Zelinski offered Caleb a new shirt, which was conveniently stashed in the back of his Ford Focus. While Caleb changed, Rand ate and swallowed a whole chilli. This made him hack like a cat with a hairball. But Zelinski made him do it. He had a point: it was the earliest stage of Rand’s infection so the chilli action would have the best effect. “You might live five, ten or fifty times longer,” the scientist said cryptically.
Tam and Caleb got in the back of the Lexus. Zelinski took the Focus. Rand put their destination address into his satnav. The METMA Centre and commercial park they subsequently met in were on the north-east side of Rounlin. They’d come straight south from Varsity but on the return journey they were making a diagonal, north-west. Maybe it would be safer. Tam still thought yesterday’s madness was only the start.
And sure enough, the country road was almost empty. To her left, Tam saw low buildings that looked laughably retro. Signage from the sixties and seventies heralded awful housewifey clothes and Tupperware everything. Almost half the stores looked shut for good. To her right, there were farms. Or, possibly, one single endless farm. She saw needle-like plumes of smoke on the horizon. And they passed anonymous bloodstains and once, a disowned leg.
Rand slowed at a checkpoint. Four soldiers dressed for imminent battle looked at them. They looked like goddamn commandoes and Tam wondered what they were doing on the back road. Her heart beat a little faster. Maybe Rand had unwittingly strayed into the Heart of Darkness. The Lexus stopped and the driver’s window rolled down with a calculated purr.
The young soldier who looked in was clean-shaven and poised. Rand was equally cool and for a split second, Tam perceived a stand-off. She wondered what was wrong with their driver.
“Good morning,” said the soldier. “We’re with METMA. We’re here to check for anything suspicious.” As he spoke, another soldier looked through the windows at Tam and Caleb. Tam felt vulnerable. She decided to trust Rand. But when she looked in the rear-view mirror at his reflection, the look on his face was like he’d been slapped and told to do a chicken dance.
Zelinski’s Focus came up behind them. He was waved on. He overtook them, knifing in a quizzical glance. The second soldier finished his inspection, which was as cursory as glancing inside and walking around the car. The first, who had been looking around as if for helicopters, turned his attention to Rand again. “Okay,” he said. “Now, I have to ask you for compensation.”
“Excuse me?” said Rand, and his eyebrows rose like two corks in a bowl of water.
“Government duty,” said the soldier. Tam was just glad they seemed to have missed Caleb, or thought for some reason that he wasn’t suspicious. But they were carrying submachine-guns so she wanted to tell Rand to shut up and pay up. He was in a Lexus. “Emergency fund,” said the soldier. “All extra staff have been brought in and they don’t have enough funds. The public are being asked to provide immediate assistance. It’s very important.”
There was an incredibly long pause. Rand looked straight ahead and took several deep breaths. Then he reached into his pocket and took out his wallet. But instead of showing them green stuff, he showed them identification.
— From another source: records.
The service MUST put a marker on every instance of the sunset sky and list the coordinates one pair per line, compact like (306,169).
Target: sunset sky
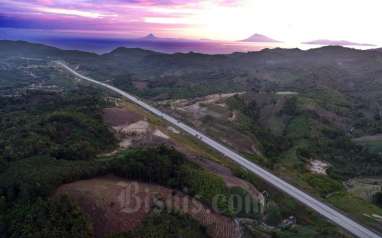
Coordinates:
(286,20)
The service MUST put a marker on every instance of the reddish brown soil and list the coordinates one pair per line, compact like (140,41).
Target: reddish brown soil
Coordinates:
(106,202)
(120,116)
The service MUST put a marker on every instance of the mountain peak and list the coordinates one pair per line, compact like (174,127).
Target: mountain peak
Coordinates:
(259,38)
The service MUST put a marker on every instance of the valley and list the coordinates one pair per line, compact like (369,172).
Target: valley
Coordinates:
(307,120)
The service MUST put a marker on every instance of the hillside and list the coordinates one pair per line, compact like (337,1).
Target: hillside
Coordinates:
(312,117)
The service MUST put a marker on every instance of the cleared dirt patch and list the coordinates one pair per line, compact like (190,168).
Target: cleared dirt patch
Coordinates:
(119,116)
(116,205)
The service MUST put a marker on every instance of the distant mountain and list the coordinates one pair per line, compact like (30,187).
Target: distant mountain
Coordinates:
(150,37)
(259,38)
(336,42)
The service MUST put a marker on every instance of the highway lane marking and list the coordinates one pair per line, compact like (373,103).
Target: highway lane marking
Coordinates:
(323,209)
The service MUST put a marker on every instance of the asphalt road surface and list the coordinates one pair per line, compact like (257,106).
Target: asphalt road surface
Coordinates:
(323,209)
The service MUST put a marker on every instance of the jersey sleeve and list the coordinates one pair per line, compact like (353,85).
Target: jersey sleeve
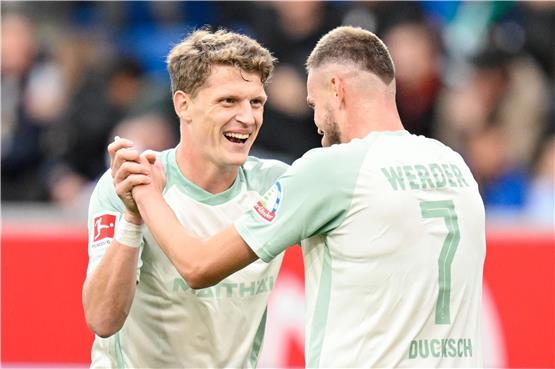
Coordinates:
(105,209)
(312,197)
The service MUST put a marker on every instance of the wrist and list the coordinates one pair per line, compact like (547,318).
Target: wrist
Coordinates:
(129,234)
(133,217)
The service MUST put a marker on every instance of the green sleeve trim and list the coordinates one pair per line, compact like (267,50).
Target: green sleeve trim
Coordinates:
(258,340)
(119,354)
(314,197)
(320,315)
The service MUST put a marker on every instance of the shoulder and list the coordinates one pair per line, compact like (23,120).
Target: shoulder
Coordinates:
(337,157)
(256,165)
(260,174)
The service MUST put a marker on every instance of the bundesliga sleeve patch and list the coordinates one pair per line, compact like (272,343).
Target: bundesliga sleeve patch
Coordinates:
(104,226)
(268,205)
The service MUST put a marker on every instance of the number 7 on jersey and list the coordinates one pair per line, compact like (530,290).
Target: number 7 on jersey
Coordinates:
(446,210)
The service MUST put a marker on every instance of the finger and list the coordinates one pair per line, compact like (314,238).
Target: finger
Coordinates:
(126,186)
(160,167)
(117,144)
(130,168)
(123,155)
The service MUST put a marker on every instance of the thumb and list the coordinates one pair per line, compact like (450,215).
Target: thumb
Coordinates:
(150,156)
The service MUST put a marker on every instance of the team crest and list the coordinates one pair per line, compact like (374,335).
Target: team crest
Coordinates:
(104,226)
(268,206)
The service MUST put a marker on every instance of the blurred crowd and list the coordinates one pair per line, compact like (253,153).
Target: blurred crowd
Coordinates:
(478,76)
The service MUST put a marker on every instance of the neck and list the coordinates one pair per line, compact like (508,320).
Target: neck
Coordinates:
(203,172)
(372,114)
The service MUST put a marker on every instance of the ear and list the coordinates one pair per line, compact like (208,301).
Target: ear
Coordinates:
(338,89)
(182,105)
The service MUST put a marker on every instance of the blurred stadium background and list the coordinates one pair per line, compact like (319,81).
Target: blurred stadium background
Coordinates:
(478,76)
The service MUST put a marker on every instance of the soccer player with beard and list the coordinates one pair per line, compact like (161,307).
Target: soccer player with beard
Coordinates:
(392,225)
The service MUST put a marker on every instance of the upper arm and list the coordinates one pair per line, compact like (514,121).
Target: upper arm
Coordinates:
(105,209)
(311,198)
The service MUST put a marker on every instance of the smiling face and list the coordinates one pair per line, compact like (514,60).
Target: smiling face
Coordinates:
(319,98)
(223,119)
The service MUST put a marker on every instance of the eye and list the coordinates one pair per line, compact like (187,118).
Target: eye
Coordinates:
(257,103)
(228,101)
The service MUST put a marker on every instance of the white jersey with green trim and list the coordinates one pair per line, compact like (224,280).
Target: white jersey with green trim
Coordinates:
(394,249)
(171,325)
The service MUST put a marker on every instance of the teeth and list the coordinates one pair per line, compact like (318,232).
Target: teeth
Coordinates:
(240,136)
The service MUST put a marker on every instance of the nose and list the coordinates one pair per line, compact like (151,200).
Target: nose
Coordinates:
(245,113)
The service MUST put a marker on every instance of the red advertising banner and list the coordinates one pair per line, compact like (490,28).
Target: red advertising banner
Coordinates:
(42,323)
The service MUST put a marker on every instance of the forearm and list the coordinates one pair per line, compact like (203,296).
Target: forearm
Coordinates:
(180,246)
(109,290)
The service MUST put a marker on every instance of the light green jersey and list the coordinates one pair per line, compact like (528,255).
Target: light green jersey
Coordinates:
(394,249)
(171,325)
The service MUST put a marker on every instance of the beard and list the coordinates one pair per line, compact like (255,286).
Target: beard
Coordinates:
(332,134)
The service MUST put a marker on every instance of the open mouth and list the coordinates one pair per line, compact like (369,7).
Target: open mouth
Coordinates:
(237,137)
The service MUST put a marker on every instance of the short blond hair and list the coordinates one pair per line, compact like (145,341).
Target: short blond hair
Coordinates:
(355,45)
(189,62)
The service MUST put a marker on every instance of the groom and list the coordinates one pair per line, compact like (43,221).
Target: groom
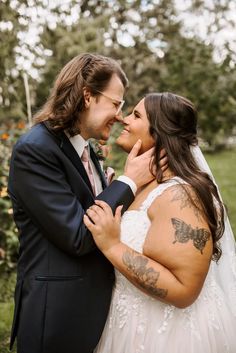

“My name is Will Rand,” he said. “I am a senior manager with METMA.” His voice slowed and Tam found, as he spoke, that the whole scene came into clarity. “Now, I know for a fact that nobody who works for METMA carries a gun.” Tam saw that, strangely, each of their weapons was different. One of them had a helmet, but not the others. One had aviators on his head. One had a grenade strapped to his chest. None of them had stripes on their arms. They had no vehicles, no tent or table or computer, no radios. “You are not METMA,” said Rand, “and neither are you military. Those are upmarket BB guns. You’re not getting my money and I’m reporting this to the police as a fraud. Not to mention Criminal Impersonation of a Government Agent, which is a felony by the way.”
The “soldier” made a gesture like he was swatting a fly and turned away with a disgruntled puff. “Shit man,” he said. “Fuck off then.” He muttered something to his friends and they all walked away, muttering, offended. Tam wondered when the world had officially turned into a gameshow.
None of them could think of anything to say that would sum up this incident. Rand slowly moved off. Eventually Caleb said, “Reminds me of the time I made balloon animals as a kid. Boy, I made up more animals than God himself.”